The decline in FPIs hit a record high in October due to continued geopolitical tensions in the Middle East and weak valuations in the Chinese stock market. The FPI outflow recorded in October 2024 was the highest ever for a single month in the Indian market. FPI outflows in October hit the highest level in 10 months, marking the largest year-to-date (year-to-date) decline in the Indian market.
FPI ends 2-month consecutive sales record
According to data from National Securities Depository Ltd (NSDL), FPIs INRThis month saw inflows of Indian stocks worth 24.454 billion, with net inflows of INR3,477.2 billion as of December 6, considering debt, hybrid, debt VRR, and equity. The total amount of debt investment is INR355 million so far this month.
“From December to 6th, FIIs turned buyers and bought shares. INR17.921 billion through exchanges. The total FII purchases up to December 6, including purchases through the primary market, are as follows: INR24,453 crore,” said Dr VK Vijayakumar, chief investment strategist, Geojit Financial Services.
Has the FPI decline finally ended?
According to Dr VK Vijayakumar, the reversal of the current trend is a clear change in India’s FII strategy. “It can be said that FII’s relentless selling phase is over,” a market expert said. “FIIs turning buyers in early December completely reversed the sustained sales strategy of the past two months and changed market sentiment.”
It was sold by a foreign institutional investor (FII) in October. INR1,13,858 crore through exchanges. The amount decreased in November INR39,315 billion. Experts say FIIs’ change in strategy is reflected in stock price movements, especially in large bank stocks, where FIIs were sellers.
“This segment is well-valued and growing reasonably well, so there is scope for further expansion. Domestic institutional and individual investor funds are likely to flow further into this space. Information Technology (IT) is also performing well and is a sector likely to attract more FII purchases,” added Dr. VK Vijayakumar.

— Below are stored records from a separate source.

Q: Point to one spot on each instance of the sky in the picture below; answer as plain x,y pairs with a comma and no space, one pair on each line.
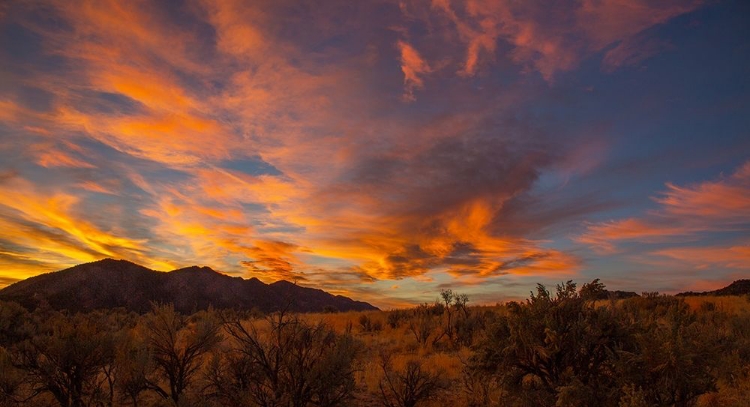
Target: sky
382,150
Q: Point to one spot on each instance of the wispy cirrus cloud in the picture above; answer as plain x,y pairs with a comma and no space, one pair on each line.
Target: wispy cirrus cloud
687,214
342,145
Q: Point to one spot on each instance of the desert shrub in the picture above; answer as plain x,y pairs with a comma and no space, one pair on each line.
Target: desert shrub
557,350
369,325
283,361
396,318
407,387
65,356
177,345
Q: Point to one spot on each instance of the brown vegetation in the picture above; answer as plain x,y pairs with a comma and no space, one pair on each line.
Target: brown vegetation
562,348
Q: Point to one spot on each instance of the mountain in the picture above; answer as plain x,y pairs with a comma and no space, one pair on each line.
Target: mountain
118,283
739,287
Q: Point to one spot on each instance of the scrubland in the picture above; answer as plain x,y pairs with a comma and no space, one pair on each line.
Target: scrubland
567,347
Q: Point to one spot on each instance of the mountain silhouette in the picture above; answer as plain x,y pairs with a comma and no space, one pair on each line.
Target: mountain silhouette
109,283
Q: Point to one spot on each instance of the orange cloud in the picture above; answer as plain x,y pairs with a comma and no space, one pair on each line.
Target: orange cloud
734,257
50,159
47,226
554,39
722,205
413,67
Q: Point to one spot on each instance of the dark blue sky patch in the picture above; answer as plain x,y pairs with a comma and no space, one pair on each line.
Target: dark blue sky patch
252,166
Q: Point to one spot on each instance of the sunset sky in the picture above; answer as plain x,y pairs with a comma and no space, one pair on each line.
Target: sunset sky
381,150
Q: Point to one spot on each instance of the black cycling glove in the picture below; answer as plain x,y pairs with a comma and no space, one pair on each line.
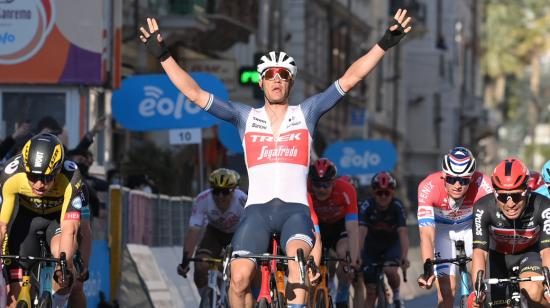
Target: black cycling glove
156,48
392,38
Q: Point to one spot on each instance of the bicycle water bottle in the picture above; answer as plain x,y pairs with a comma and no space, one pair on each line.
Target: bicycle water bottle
3,295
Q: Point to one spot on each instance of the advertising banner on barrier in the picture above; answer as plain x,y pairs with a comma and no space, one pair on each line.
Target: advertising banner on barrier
152,102
59,41
100,277
362,156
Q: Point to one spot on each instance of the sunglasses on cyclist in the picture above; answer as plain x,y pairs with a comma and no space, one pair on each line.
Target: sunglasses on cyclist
516,197
325,184
453,179
41,177
283,73
221,191
383,193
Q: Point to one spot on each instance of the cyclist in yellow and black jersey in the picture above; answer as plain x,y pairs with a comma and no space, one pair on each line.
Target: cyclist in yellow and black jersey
49,193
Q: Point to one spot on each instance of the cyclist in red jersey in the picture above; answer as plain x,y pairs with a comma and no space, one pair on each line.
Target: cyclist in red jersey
445,214
511,229
335,202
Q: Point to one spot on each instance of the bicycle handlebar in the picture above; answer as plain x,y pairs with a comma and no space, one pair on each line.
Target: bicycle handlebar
62,261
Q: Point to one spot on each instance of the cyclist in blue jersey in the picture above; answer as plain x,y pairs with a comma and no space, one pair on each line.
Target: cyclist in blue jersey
545,188
277,140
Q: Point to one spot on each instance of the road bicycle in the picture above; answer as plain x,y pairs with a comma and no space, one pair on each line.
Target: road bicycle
461,260
320,294
514,297
272,283
36,286
215,294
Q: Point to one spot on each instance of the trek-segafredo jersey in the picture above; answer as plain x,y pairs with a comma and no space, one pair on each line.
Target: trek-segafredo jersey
436,207
277,165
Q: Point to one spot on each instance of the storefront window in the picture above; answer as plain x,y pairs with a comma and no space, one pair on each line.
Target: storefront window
20,107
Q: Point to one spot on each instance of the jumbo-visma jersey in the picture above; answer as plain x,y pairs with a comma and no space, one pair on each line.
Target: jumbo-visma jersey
277,165
65,196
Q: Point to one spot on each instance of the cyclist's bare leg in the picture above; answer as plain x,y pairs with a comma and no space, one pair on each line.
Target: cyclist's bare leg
77,297
371,295
342,248
13,290
54,249
394,280
295,291
201,271
533,290
239,289
446,290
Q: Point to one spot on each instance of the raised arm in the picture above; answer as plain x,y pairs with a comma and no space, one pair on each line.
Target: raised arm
179,77
360,68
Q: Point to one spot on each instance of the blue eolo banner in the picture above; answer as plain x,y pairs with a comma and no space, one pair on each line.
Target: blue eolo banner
152,102
362,156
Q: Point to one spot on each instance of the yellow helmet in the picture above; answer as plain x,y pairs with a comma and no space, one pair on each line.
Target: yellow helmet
43,155
223,178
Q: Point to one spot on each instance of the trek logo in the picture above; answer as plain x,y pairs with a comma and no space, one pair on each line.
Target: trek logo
291,147
477,221
72,216
6,38
270,138
546,218
39,159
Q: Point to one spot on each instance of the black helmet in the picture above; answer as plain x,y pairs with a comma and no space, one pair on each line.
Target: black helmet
43,155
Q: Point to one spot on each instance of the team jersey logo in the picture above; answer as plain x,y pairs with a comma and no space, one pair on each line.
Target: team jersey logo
290,147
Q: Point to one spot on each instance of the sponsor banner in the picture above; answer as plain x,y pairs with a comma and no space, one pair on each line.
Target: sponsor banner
362,156
99,269
152,102
54,41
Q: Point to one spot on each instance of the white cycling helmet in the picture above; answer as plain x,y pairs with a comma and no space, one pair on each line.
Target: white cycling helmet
459,162
277,59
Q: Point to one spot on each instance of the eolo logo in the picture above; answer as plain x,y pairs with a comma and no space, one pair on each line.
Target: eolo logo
24,27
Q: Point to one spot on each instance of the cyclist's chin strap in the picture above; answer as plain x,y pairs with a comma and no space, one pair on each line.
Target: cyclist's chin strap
60,300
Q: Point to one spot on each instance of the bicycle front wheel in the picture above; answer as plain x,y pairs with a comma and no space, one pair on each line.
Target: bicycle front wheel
45,300
206,299
279,301
22,304
381,301
263,303
320,300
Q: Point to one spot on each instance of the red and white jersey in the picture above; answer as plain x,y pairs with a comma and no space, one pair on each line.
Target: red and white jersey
205,212
277,157
436,207
277,164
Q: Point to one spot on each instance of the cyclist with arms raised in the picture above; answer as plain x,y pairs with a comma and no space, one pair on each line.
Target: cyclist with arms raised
219,208
511,228
445,213
335,202
383,230
277,141
49,193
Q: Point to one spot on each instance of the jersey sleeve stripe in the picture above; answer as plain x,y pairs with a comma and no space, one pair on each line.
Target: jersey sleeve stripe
209,104
339,88
426,222
352,217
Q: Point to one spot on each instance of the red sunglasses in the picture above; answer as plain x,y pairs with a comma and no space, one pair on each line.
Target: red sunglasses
283,73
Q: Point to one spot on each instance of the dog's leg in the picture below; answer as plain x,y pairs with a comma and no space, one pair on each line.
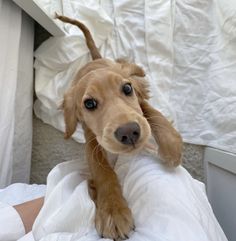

FII sales in November were lower than in October, which may be partially due to lower valuations due to market corrections. However, market analysts pointed out that despite the decline in equities, the trend of FII purchases through the primary market continued in November.
FIIs bought the shares in November INR17.74 billion through the primary market. “Taking the period up to November 29, 2024, the total FII sales for the year would be: INR1,1862 billion. During this period, FIIs purchased shares. INR1,036.01 billion through the primary market. The reason this dichotomy exists is because of high valuations in the secondary market and reasonable valuations in the secondary market,” said an analyst at Geojit Financial Services.